HMB 清涼飲料で初の届出 ミクシィ子会社が3品(2018.7.26)


 HMBを機能性関与成分にした清涼飲料水の機能性表示食品の届出情報が11日、届出データベースに公開された。HMBはこれまでに20件ほどの届出が受理されているが、清涼飲料水は初。届け出たのは老舗SNS「Mixi」の運営や、スマートフォン向けゲームアプリ「モンスターストライク」で知られるミクシィの子会社で、同社として初の届出となる。販売開始後の動きが注目されそうだ。

運動プログラム併用摂取提案か
 届け出たのは、ミクシィが昨年5月に設立したグループ会社「スマートヘルス」(東京都渋谷区、荻野泰弘社長)。ミクシィは昨年末、同社の設立を通じてヘルスケア事業に参入すると発表していた。

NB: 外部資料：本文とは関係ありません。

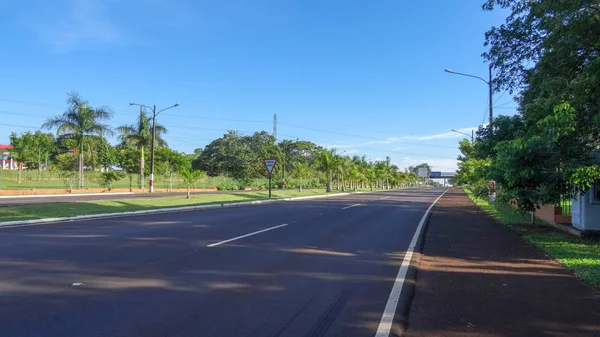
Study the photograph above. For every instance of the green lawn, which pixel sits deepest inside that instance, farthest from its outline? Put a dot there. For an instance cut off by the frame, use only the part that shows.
(56, 210)
(580, 255)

 スマートヘルスが届け出たのは、HMBを機能性関与成分にした、1本あたり100㍉㍑の清涼飲料水3品。レモン味、ブルーベリー味など風味がそれぞれ異なるが、ヘルスクレームは同じ。「筋肉量や筋力の低下を抑制する働きがあり、自立した日常生活を送る上で必要な、筋肉量や筋力の維持に役立つ機能があることが報告されています」と表示する。

 ミクシィの当時の発表によると、スマートヘルスは、予防理学療法と栄養学に基づく運動プログラムの提供などを展開するヘルスケア事業会社。ミクシィがSNS事業などで培った「コミュニケーション設計のノウハウ」(同社)も活用しながら、社会保障費の削減につながる介護予防を主軸に置いたヘルスケア業態を目指す考えを明らかにしている。

 また、ミクシィによると、スマートヘルスは今年4月、京都大学大学院医学研究科に産学共同講座を設置した。同科の臨床バイオメカニクス研究室で理学療法に基づく運動プログラムを開発し、同プログラムをスマートヘルスが運営する施設で実施し、実施者データを収集。そのうえで、同プログラムが障害予防に与える効果を検証するとしている。

 届け出た機能性表示食品の販売チャネルは不明だが、届け出たヘルスクレームを踏まえれば、今後提供する運動プログラムとの併用摂取を会員などに提案していく可能性もありそうだ。

飲料に配合どうやって?
 サプリメントなどに配合されるHMBには、清涼飲料水用途に適した遊離酸型HMBも開発されており、日本でも一部流通している。

 一方で、スマートヘルスが今回届け出た清涼飲料水3品に配合されるのは、届出書類によると、サプリメントなどに一般的に配合されているHMBカルシウム(Ca)。配合量は1本100㍉㍑あたりHMBとして1.2㌘とされており、サプリメント形状のHMB機能性表示食品と変わらない。

 HMBCaを清涼飲料水に配合するのは不可能ではないものの、美味しさが損なわれたり、風味改善のため酸味料を一緒に配合すると沈殿物が生じたりといった課題があるとされる。そのため、HMBCaを配合した清涼飲料水は日本ではあまり販売されていない。

 ただ、そうした課題を解決したとする特許(第6345975号)が今年6月に登録されている。
 特許公報によると、出願人は、HMBCaの製造販売を手掛ける小林香料。この特許は、HMBと酸味料を配合した飲料について、沈殿物が発生することなく保存安定性に優れた酸性飲料を提供するための発明に関るものだという。スマートヘルスは今回、同特許を活用した届出を行ったと見て間違いない。